Chapter 15, Problem 15.1P

(a)

Interpretation Introduction

Interpretation:

Half-reaction for the $\text{Cu}$ electrode has to be written.

Concept Introduction: Cell potential is evaluated by expression as follows:

  $E_{\text{cell}}^{°}=E_{\text{oxidation}}^{°}+E_{\text{reduction}}^{°}$

Expression to compute $E_{\text{cell}}$ as per the Nernst equation is written as follows:

  $E_{\text{cell}}=E_{\text{cell}}^{°}-\frac{0.0592}{n}\log \frac{\left[P\right]}{\left[R\right]}$

Here,

• $E_{\text{cell}}$ denotes overall cell potential.
• $E_{\text{cell}}^{°}$ denotes standard cell potential.
• $n$ is the moles of electrons transferred in each reaction.
• $\left[P\right]$ denotes concentration of products.
• $\left[R\right]$ denotes concentration of reactant.

Explanation of Solution

Since $\text{Cu}$ electrode is attached to postive terminal of potentiometer it serves as cathode and therefore reduction of $\text{Cu}$ occurs at this electrode.

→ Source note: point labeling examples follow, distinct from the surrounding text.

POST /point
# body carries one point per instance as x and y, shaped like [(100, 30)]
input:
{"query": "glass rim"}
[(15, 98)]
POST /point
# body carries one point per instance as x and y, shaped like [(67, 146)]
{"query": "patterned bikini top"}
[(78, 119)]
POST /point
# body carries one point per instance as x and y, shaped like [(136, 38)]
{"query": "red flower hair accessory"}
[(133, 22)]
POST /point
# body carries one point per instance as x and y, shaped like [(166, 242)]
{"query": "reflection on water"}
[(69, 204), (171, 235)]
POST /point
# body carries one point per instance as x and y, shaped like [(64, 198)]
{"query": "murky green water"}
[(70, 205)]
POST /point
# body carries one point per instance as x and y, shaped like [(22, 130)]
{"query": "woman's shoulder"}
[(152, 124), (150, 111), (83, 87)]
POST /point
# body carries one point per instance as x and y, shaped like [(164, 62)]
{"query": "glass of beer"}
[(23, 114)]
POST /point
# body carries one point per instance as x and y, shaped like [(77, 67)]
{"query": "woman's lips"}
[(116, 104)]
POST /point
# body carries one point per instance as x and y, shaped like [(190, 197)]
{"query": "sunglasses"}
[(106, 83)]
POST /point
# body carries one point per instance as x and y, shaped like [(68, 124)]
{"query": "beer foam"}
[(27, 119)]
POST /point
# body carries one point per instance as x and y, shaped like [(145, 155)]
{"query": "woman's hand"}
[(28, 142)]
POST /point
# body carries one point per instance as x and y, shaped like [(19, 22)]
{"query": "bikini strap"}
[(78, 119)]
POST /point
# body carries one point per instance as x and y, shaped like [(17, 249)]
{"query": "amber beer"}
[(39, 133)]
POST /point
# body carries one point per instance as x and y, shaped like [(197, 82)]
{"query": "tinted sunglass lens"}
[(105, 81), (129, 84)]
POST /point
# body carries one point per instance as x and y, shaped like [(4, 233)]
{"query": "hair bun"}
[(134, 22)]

Reduction half reaction for the $\text{Cu}$ electrode is therefore written as follows:

  ${\text{Cu}}^{2+}+2{\text{e}}^{-}\rightleftharpoons \text{Cu}\left(s\right)$

(b)

Interpretation Introduction

Interpretation:

Nernst equation corresponding to $\text{Cu}$ electrode has to be written.

Concept Introduction:

Refer to part (a).

Explanation of Solution

Expression to compute $E_{\text{cell}}$ as per the Nernst equation is written as follows:

  $E_{\text{cell}}=E_{\text{cell}}^{°}-\frac{0.0592}{n}\log \frac{\left[P\right]}{\left[R\right]}$        (1)

Since $\text{Cu}\left(s\right)$ is formed as product, value of $\left[\text{Cu}\right]$ is taken as unity.

Substitute 2 for $n$, $\left[{\text{Cu}}^{2+}\right]$ for $\left[R\right]$ and 1 for $\left[P\right]$ in equation (1).

  $E_{\text{cell}}=E_{\text{cell}}^{°}-\frac{0.0592}{2}\log \frac{1}{\left[{\text{Cu}}^{2+}\right]}$        (2)

(c)

Interpretation Introduction

Interpretation:

Cell voltage has to be calculated.

Concept Introduction:

Refer to part (a).

Explanation of Solution

Substitute $0.339\text{ V}$ for $E_{\text{cell}}^{°}$ and $0.10\text{ M}$ for $\left[{\text{Cu}}^{2+}\right]$ in equation (2).

  $\begin{array}{c}{E}_{\text{cell}}=0.339\text{ V}-\frac{0.0592}{2}\log \left(\frac{1}{0.10\text{ M}}\right)\\ =0.309\text{ V}\end{array}$

Cell potential is evaluated by expression as follows:

  $E_{\text{cell}}^{°}=E_{\text{oxidation}}^{°}+E_{\text{reduction}}^{°}$        (3)

Substitute $0.339\text{ V}$ for $E_{\text{reduction}}^{°}$ and $-0.197\text{ V}$ for $E_{\text{oxidation}}^{°}$ in equation (3).

  $\begin{array}{c}{E}_{\text{cell}}^{°}=-0.197\text{ V}+0.339\text{ V}\\ =0.112\text{ V}\end{array}$

Thus, cell potential is $0.112\text{ V}$.